Spin Crossover Molecular Materials: From molecules to devices


Azzedine Bousseksou ,1 Gabor Molnar,1 Lionel Salmon,1 Saioa Cobo,1 Sébastien Bonhommeau,1 Denis Ostrovskii,1,4 Josè-Antonio Real,2 Christophe Vieu,3 and Koichiro Tanaka,4


1- LCC/CNRS, Toulouse, France, 2- Universidad de Valencia, Spain, 3-LAAS/CNRS, Toulouse, France., 4- Kyoto University, Japan.


The spin crossover phenomenon in inorganic materials is one of the most spectacular examples of molecular bistability, which means that these molecules may exist in two different electronic states within a certain range of external perturbations. Most notably, the existence of a thermal hysteresis in certain complexes (in the solid state) confers a memory effect on these systems.1-3 In our group we are particularly interested in the synthetic elaboration of nanometric thin films4 and nano-sized patterns5 that we obtain by electron beam lithography and in the application of an external perturbation in the hysteresis loop of spin crossover materials leading to an irreversible switching of their physical properties. 2 Experiments under different pulsed external stimuli such as temperature, high pressure, intense magnetic field and light irradiation, dielectric properties leading to molecular memories, nanothermometry devices for medical applications after elaboration of bistable thin films and their nano-structuration will be presented and discussed.1-8

Combined Top - Down and Bottom -Up Apporoach for the nanoscale pattering of {Fe(Pyrazine)[Pt(CN) 4]}. Inserts : Schematic structure on Gold surface of {Fe(Pyrazine)[Pt(CN) 4]} ; reversible nanosecond photo-switicing in the hystersis loop at room temperature and memory device prototype using the dielectric properties of spin crossover compounds.

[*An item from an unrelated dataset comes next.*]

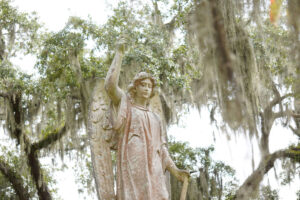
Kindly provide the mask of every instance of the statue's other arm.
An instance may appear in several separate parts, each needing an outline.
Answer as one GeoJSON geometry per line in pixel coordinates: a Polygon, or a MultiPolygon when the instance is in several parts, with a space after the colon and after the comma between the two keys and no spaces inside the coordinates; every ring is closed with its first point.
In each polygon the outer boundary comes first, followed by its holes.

[1] A. Bousseksou, et al CHEM. SOC. REV (2011)

[2] N. Ould Moussa et al, PHYS.REV. LETT. 94 (2005) 107205.

[3] S. Bonhommeau et al, ANGEW. CHEM. INT. ED. 44 (2005) 4069-4073.

[4] S. Cobo et al, ANGEW. CHEM. INT. ED. 45 (2006) 5786-5789.

[5] G. Molnár et al, ADV.MAT. 19 (2007) 2163-2167 .

[6] S. Cobo,et al, J. AMER. CHEM. SOC. 130 (2008) 9019–9024.

[7] T. Mahfoud et al, J. AMER. CHEM. SOC. 131 (2009) 15049–15054.

[8] S. Cobo et al, J. NANOSCI. NANOTECH. 10 (2010) 5042-5050.